A partir d’une absence d’étude et et a partir de chiffres imaginés, il est facile de développer “les conséquences de l’addiction au jeu vidéo” et de proposer quelques mesures d’aide en direction des parents et des enfants. Curieusement, il est oublié que le joueur moyen est trentenaire, et donc majeur. Mais encore une fois, le principal “intérêt” est de soutenir les initiatives comme celles de Jean-Claude Matysiak à Marmotan : ouvrir des consultations jeux vidéos… A ce rythme, je ne doute pas que quelques compagnies s’adjoindront les services d’un expert pour garantir l’inocuité psychologique de leur produit. La boucle sera ainsi bouclée.

 

La maltraitance des jeux vidéos

La façon dont des collègues traitent et maltraitent l’usage des jeux vidéos ne peut plus être mis au compte d’une certaine méconnaissance. Les éléments donnés ça et là montrent bien que s’ils ne connaissent pas intimement les jeux vidéos, ils ont tout de même perçu, et particulièrement pour ce qui concerne les MMOs, les aspects sociaux qui sous-tendent cette pratique. Ces aspects sociaux ne se trouvent dans aucune toxicomanie. Par ailleurs, il n’est plus possible de dire que nous ne disposons pas d’étude sur l’usage de l’Internet et des jeux vidéos : ces études existent. Le fait qu’elles soient anglo-saxonnes ne doit pas géner les collègues puisqu’ils font référence au questionnaire “Are You a Net Addict” (1)de David Greenfield voire même à la plaisanterie de d’Ivan Goldberg (2). On en est arrivé au point ou l’on peut se demander s’il faut interdire aux addictologues de s’occuper des joueurs de jeu vidéo !

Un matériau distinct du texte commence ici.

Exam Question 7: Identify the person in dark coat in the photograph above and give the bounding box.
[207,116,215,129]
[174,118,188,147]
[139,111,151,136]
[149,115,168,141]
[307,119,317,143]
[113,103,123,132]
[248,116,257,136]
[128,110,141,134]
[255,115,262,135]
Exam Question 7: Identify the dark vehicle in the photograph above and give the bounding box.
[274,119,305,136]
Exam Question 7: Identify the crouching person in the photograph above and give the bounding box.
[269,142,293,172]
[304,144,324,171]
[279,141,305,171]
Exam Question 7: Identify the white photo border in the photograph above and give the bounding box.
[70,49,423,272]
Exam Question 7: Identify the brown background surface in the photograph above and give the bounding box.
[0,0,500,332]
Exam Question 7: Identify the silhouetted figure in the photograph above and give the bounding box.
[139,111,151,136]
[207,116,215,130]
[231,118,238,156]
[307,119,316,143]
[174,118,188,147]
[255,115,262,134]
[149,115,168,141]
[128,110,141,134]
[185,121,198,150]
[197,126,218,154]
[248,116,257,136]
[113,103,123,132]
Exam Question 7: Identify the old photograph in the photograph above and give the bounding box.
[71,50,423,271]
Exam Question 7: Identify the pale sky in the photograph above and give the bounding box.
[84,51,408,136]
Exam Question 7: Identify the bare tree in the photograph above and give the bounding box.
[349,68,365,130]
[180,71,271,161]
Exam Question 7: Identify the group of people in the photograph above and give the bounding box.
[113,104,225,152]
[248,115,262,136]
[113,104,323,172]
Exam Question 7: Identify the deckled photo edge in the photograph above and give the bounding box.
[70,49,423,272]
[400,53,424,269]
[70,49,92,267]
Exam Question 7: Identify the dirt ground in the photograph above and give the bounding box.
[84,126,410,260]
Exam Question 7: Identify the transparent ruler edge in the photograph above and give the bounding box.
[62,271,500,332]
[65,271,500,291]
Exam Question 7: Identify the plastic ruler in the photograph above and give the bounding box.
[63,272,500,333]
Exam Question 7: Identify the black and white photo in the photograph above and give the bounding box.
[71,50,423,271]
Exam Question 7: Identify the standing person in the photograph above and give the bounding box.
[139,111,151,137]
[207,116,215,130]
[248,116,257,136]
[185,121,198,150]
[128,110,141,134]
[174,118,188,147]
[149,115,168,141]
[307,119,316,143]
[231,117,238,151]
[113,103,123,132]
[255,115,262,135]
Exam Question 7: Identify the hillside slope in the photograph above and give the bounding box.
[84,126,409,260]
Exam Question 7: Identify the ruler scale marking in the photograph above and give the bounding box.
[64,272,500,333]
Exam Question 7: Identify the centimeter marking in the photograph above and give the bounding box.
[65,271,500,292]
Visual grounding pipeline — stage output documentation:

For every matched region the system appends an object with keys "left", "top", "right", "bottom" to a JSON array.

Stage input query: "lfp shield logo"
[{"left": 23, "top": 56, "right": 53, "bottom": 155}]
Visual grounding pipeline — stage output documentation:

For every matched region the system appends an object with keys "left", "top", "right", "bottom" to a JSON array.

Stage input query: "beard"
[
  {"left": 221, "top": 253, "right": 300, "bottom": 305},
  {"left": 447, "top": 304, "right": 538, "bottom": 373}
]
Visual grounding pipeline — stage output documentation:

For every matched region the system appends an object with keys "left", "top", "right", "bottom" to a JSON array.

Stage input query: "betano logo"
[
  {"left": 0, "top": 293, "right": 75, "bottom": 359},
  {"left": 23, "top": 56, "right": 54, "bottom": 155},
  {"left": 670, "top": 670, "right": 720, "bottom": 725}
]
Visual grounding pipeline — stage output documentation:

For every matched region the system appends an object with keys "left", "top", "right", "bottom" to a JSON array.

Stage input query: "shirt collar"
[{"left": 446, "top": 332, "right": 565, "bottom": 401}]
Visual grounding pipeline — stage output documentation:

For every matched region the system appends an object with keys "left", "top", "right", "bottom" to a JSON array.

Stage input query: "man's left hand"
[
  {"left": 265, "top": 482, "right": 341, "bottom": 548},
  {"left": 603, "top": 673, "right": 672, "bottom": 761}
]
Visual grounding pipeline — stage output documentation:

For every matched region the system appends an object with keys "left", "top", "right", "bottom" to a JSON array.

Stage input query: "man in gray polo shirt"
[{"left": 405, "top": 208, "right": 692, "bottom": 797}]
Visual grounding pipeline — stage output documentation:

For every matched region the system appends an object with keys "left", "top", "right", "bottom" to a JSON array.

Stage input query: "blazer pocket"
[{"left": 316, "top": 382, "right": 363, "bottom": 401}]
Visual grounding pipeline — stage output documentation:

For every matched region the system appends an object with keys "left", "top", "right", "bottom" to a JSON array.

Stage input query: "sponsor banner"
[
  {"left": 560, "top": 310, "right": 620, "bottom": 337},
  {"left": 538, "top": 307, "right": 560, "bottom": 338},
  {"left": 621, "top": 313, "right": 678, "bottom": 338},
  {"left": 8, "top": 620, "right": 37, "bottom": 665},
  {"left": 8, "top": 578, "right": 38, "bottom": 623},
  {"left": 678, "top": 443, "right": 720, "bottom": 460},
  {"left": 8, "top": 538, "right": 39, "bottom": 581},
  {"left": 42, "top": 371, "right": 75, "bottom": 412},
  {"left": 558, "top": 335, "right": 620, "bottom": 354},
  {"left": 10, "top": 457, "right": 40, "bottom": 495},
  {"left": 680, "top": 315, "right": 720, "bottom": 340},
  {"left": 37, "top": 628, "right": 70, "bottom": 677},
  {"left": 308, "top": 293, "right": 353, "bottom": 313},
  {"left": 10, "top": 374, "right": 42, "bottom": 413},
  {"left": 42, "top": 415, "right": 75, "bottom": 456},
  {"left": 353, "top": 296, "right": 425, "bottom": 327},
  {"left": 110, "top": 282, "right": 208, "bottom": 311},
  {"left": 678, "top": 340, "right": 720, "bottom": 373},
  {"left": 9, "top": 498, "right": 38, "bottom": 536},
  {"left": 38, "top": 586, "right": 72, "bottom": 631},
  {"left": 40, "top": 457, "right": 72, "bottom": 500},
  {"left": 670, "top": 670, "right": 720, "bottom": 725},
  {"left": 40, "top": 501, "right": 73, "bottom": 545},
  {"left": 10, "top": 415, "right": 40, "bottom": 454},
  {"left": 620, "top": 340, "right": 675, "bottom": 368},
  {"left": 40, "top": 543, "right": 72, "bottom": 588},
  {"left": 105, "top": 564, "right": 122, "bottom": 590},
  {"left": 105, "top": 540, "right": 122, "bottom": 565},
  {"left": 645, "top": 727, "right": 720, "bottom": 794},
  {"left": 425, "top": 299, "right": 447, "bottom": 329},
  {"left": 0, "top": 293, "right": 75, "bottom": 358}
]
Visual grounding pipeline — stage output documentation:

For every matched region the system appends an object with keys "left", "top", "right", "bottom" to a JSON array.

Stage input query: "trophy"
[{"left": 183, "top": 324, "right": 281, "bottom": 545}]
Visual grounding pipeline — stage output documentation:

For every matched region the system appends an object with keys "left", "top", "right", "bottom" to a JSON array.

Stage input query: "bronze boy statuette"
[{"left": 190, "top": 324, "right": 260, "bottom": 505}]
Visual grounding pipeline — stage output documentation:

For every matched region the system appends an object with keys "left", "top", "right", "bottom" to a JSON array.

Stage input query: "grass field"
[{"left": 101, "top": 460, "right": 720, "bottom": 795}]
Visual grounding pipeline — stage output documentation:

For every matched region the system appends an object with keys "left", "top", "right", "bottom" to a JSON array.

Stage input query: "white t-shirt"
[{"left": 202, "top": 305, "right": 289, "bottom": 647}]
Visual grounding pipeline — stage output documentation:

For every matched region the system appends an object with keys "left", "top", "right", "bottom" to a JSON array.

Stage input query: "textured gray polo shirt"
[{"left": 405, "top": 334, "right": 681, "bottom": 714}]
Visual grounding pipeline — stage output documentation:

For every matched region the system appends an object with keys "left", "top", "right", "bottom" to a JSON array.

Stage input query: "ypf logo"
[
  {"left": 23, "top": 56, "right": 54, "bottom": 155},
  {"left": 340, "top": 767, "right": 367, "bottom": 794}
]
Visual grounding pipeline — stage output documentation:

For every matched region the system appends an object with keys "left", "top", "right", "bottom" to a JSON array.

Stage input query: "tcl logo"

A la maltraitance d’une pratique et d’un objet, il faut aussi ajouter une simplification dommageable. Les choses nous sont présentées comme si une addiction se crée par simple contact avec un objet. Il n’en est rien. Nous savons que les déterminants biologiques, environnementaux et biographiques sont à prendre en compte. La toxicomanie est quelque chose qui se construit au long cours, parfois sur plusieurs générations, et non quelque chose qui s’ attrape au simple contact d’une drogue.

 Je lis avec déplaisir que l’OMNSH dont je suis membre est cité en appuis d’un dépendance aux jeux vidéos. Si l’OMNSH a un point de vue officiel sur le sujet, je serais heureux de le connaitre. S’il s’avérait qu’il allait dans le sens d’une quelconque dépendance aux jeux vidéos, je m’en désolidariserai. Olivier Mauco, lui aussi membre de  l’OMNSH a bloggé sur le sujet : i want some crack give me MMOG. Son billet vaut vraiment le détour : il montre la contamination des espaces de jeu par les logiques idéologiques du moment.  

 

(1) Voir la critique sans appel qu’en fait Jean Garneau

(2) Magie de l’Internet. Le mail original avait été perdu par Ivan Goldberg. Je l’ai longtemps cherché en vain. Il sort aujourd’hui du Dark Internet.